If betrayal has a smell, that smell is wafting across the harbour now. As the customers begin to sense it, they feel suddenly, lurchingly sick. The eerie silence stretches as the truth sinks in.
– Well then, says the woman with the frankfurters.
– Better pack up, says her husband.
They become oddly practical. They fold their step-ladder. They check their belongings. Next to Dr Crabbe, a man’s voice says – Fuck! I don’t believe it! and an elderly woman faints, crumpling to the ground like a discarded piece of clothing. Behind him, a woman starts up a high, shrill moan. An obese family of five starts to nudge its way towards the ship. – Come on, urges th
e father. Let’s get the hell out!
The crowd is stirring in all directions, as though caught in a whirring food-mixer. They’re screaming and yelling now. It’s starting to sink in that it’s the beginning of the end.
Captain Fishook clears his throat, and murmurs something to Hannah. She hesitates, then signals at Dr Pappadakis to lower the gun.
– This is a Class One emergency, says Fishook. Over which I have the honour of presiding at this time. In accordance with nautical protocol, I am issuing an SOS. Calling all ships in the Atlantic Ocean. Please tune to channel 16. Calling all air bases …
As Captain Fishook speaks, a sudden sense of being part of history overwhelms him. He can see how this scene might become the stuff of legend. His voice deepens and swells with gravitas.
– Mass evacuation required, repeat, mass evacuation required …
In St Placid, Tilda watches. She knows it’s too late. Her eyes are round with shock. She lets the tears trickle. She doesn’t care.
Hannah! Hannah, alive! Hannah, looking at that man, that grey-faced Hogg criminal, her face wide open with love!
And Benedict! Benedict, who told her she was dead! He’s there too!
Tilda clasps her pill-box to her stomach. Her body shakes with a terrible, painful, uncontrollable joy. The pills rattle.
From everywhere and nowhere grows a great rumbling voice of anger, a voice that swells and heaves, filling the harbour and the sky above with the terrible heart-rending sound of human dismay. Picking up the faint strains of it, Wesley Pike exhales slowly. Now that the United States has voted for the system, this surely is the moment the Boss has been waiting for.

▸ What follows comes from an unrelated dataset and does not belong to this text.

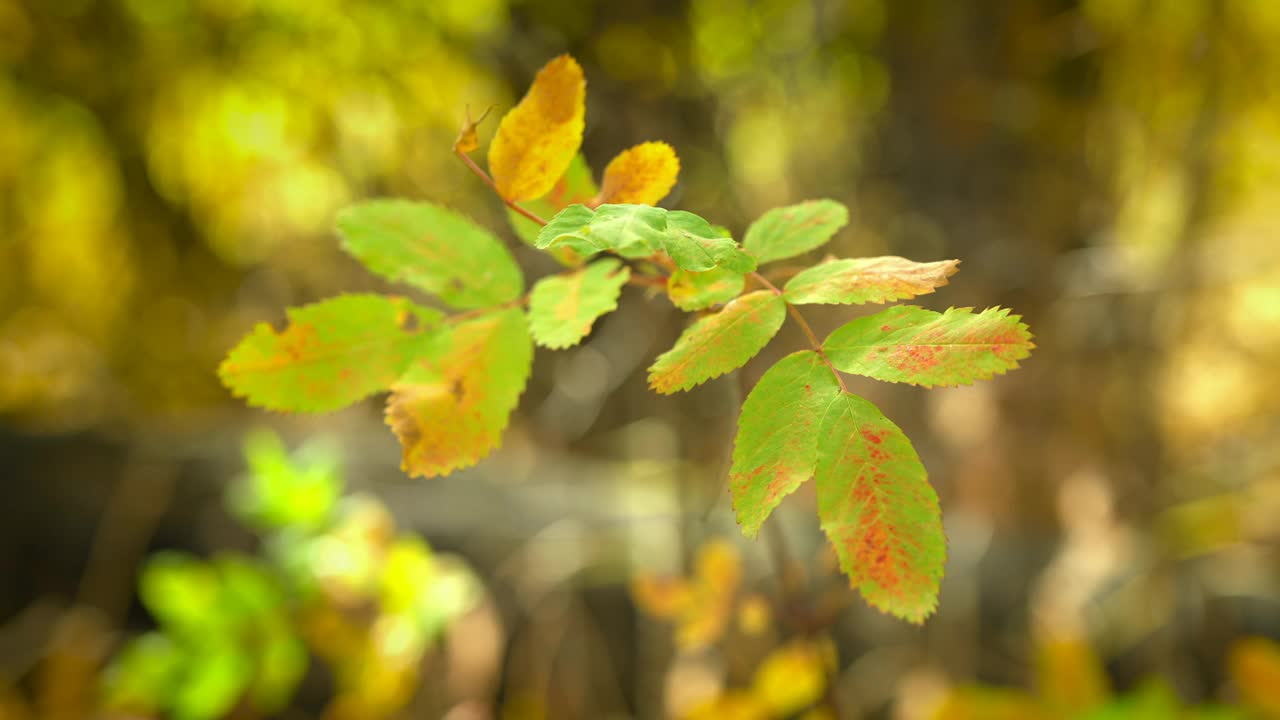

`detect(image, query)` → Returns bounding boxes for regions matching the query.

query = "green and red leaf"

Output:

It was she, after all, who dictated the schedule for the day. It was she who launched them all on this wild trajectory.
As if on cue, the Boss’s purr begins to alter subtly to a vibrant hum, and then a slow, deep whirring. Wesley Pike smiles, his heart soars. At last! As he waits impatiently for a sign from the strategy screens, he is only dimly aware of the faint clamour going on outside, the screams and shouts of panic, the urgent calls, the running footsteps.